The police summary of facts said Newman was on Amohia St on April 18 about 6pm with her two children, aged 9 and 4.
They were waiting to cross the road after Newman had just withdrawn $300 from an ATM outside the ASB bank.
Harris, who had been inside Central Mall, followed Newman out and stood directly behind her.
He grabbed her handbag using such force it caused her to fall back and hit her head on the concrete footpath.
Newman suffered grazing and cuts to her arms and legs, and dizzy spells after hitting her head on the concrete.
Harris told police he tried to get the money because an associate told him to.
Six days later, on Monday, April 24 at 4.45pm, Harris saw a silver Toyota car parked outside a dairy on Pererika St.

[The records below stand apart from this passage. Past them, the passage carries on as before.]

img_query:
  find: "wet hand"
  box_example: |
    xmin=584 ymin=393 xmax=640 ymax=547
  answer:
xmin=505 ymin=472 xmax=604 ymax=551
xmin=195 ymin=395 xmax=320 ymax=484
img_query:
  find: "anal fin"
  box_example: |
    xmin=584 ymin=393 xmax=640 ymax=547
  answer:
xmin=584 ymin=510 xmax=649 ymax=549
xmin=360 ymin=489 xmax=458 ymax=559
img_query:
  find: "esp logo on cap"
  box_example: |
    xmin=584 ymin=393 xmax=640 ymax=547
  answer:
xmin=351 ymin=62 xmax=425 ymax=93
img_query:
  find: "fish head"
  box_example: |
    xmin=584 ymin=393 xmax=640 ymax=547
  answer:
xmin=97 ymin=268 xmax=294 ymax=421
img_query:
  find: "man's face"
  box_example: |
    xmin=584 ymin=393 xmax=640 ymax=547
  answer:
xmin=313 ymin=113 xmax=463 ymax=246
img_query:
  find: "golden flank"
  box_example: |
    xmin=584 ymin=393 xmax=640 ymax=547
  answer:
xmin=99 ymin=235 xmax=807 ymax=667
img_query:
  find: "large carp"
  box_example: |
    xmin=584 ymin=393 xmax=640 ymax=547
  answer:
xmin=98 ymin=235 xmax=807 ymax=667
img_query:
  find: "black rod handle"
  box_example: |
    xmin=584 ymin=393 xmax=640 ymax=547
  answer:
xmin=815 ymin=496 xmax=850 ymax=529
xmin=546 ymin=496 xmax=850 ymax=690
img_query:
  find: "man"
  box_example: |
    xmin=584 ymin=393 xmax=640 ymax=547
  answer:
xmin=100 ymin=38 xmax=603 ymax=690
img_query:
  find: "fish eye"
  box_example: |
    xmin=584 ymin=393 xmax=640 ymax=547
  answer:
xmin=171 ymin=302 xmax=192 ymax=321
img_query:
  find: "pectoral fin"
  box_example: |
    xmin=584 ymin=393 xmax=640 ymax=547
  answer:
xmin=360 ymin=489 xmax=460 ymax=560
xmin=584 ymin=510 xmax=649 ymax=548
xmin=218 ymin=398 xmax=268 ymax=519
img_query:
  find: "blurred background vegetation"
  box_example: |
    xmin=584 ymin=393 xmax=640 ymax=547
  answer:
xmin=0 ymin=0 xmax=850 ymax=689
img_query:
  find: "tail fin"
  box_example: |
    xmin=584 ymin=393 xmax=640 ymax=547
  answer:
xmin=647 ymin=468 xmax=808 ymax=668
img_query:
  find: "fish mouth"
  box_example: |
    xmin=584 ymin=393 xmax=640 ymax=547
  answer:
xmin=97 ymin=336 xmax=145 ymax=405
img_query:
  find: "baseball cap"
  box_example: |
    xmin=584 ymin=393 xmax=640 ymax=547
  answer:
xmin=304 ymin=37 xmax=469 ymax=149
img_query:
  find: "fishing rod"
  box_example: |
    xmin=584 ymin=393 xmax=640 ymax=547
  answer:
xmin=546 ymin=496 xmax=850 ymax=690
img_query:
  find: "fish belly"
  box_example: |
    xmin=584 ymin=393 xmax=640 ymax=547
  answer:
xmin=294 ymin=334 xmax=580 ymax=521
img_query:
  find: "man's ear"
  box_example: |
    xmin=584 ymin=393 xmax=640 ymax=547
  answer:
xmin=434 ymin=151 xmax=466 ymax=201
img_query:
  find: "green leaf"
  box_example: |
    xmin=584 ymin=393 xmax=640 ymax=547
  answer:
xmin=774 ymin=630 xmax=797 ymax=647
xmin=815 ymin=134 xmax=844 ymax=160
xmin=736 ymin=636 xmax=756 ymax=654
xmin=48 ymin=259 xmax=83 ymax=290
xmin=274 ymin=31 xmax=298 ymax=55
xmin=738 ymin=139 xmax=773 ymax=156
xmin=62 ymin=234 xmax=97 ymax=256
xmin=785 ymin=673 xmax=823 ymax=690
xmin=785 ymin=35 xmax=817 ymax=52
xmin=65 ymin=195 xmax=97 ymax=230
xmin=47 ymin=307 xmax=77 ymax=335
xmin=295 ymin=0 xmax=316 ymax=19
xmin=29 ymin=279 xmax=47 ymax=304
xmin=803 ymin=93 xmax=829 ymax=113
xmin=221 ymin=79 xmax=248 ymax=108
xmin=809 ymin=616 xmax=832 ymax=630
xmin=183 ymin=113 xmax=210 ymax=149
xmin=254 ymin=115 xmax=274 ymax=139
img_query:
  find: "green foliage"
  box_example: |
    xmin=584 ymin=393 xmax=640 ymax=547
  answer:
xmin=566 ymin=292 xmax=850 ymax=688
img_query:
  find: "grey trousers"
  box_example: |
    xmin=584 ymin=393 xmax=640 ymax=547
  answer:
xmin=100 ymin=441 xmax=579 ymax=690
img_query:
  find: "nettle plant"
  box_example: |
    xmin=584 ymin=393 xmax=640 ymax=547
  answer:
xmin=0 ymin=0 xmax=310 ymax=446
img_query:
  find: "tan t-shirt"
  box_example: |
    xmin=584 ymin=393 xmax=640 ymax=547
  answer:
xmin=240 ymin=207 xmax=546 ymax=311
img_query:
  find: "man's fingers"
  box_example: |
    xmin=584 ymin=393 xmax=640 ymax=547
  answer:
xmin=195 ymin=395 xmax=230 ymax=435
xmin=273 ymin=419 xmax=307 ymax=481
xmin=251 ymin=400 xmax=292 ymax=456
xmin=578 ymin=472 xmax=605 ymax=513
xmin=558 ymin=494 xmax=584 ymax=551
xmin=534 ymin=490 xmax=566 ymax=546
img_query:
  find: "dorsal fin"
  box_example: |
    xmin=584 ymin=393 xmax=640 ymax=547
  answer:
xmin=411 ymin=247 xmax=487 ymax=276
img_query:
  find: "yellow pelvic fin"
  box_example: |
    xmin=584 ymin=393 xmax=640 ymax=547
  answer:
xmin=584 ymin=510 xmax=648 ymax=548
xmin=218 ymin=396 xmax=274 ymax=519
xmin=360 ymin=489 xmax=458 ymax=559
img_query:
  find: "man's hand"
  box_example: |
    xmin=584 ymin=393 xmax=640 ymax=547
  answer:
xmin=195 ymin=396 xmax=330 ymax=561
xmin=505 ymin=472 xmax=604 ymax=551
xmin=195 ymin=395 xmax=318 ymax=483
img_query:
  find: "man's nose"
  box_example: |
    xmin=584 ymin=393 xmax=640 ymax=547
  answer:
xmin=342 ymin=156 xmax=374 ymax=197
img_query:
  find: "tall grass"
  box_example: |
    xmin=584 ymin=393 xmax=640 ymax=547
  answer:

The driver of the car had gone into the dairy, leaving her 2-year-old in the rear passenger seat. She forgot to remove the keys from the vehicle's ignition, the summary said.
Harris got into the car and drove it away at speed, but didn't initially realise there was a child in the car.
About 1km down the road, he heard the child crying in the backseat. Harris parked the car down a side street, threw the keys on a grass verge and ran away.
The summary said he didn't attempt to notify police or anyone else there was a child in the vehicle unattended.
The vehicle was found an hour later by a member of the public and they called police.
The child was distressed but not hurt.
Judge Wilson said he had received a letter of remorse from Harris, but concluded his remorse was not "extraordinary".
He said the abandonment of a child charge - the most serious Harris faced - was "unusual" because he never intended for it to be a kidnapping.
"The real issue is that you should have put the child's interest ahead of your own when you realised the child was there, but you didn't.
"The child was uninjured but the mother came back to see she had no car and more importantly no child, which was a deeply traumatic experience for her."
Harris grasped the hand of one of his supporters over the glass partition separating the public gallery before leaving the courtroom after he was sentenced.
Speaking to the Rotorua Daily Post, Fraser Newman said he and his wife were "absolutely livid" about Harris' sentence.
"We are going to have to explain to our children that the justice system has failed us," he said.
"We feel like the law has worked in his favour, not ours."
Newman said his family did not go out at night and his wife had become very protective of their children since the attack. He believed there would be a lasting impact on his children having witnessed Harris' actions.